Boston Ballet’s 2010/11 season opened this past weekend with the fifth annual Night of Stars. The dance company performed past repertoires and previewed the season with excerpts from La Bayadère, Apollo, Le Corsaire, and Theme and Variations, among others. Due to the strike in France, guest artists Laëtitia Pujol and Alessio Carbone of Paris Opera Ballet were not able to make their scheduled appearance. New York City Ballet’s Wendy Whelan and San Francisco Ballet’s Damian Smith performed instead. The night’s event marked the beginning of the company’s second season at the Boston Opera House.
This year, nineteen new dancers joined the ranks of the company, hailing from Georgia, Cuba, Spain, Brazil, Ukraine, Australia, Japan, France, and across the United States. According to artistic director Mikko Nissinen, this season “will capture the range and high-level of artistry that Boston Ballet is proud to bring to our audiences,” with full-length story ballets and several contemporary programs.

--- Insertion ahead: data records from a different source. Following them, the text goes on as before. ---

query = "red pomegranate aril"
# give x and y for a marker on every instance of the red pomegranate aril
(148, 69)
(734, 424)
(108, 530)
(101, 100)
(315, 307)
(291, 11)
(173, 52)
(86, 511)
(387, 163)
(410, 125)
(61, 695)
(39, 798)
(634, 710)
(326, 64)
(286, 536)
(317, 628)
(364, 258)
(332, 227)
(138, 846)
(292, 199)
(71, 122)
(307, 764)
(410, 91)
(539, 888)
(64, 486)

From November 4th to 14th, the company will present Florence Clerc’s La Bayadère. Originally choreographed by Marius Petipa, it was first performed by the Imperial Ballet in St. Petersburg, Russia in 1877. Many believe the ballet was created for Ekaterina Vazem, one of the stars of the Imperial Ballet, and was influenced by companies of authentic Indian dancers who toured Europe in the 1830s. Set in ancient India, La Bayadère tells a story of love, betrayal, and heartbreak. The production features new costumes designed by Sergiy Spevyakin and created by the Boston Ballet costume shop.

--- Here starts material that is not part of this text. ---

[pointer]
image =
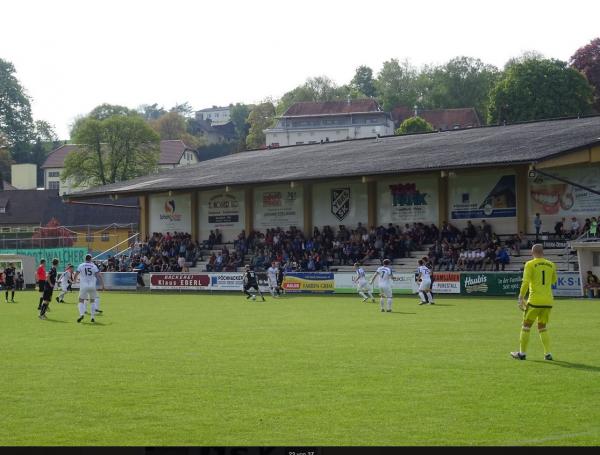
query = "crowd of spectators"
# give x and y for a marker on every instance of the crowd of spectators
(170, 252)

La Bayadère is a Romantic ballet, set in an exotic land, with pantomime scenes and cultural dances. As in most ballets choreographed in the late 1800s, it features supernatural female creatures intended to embody the feminine ideal: elegance and weightless grace. The scene The Kingdom of the Shades has been acknowledged as a bridge between the Romantic and Classical ballet periods. The Shades, ethereal beings, demonstrate pure classical technique and patterns on stage. This purity and structure contrasts with the Romantic period’s melodrama and tragic love triangles. The Kingdom of the Shades was the first piece of La Bayadère ever seen outside Russia, performed by the Kirov Ballet on tour in Paris in 1961.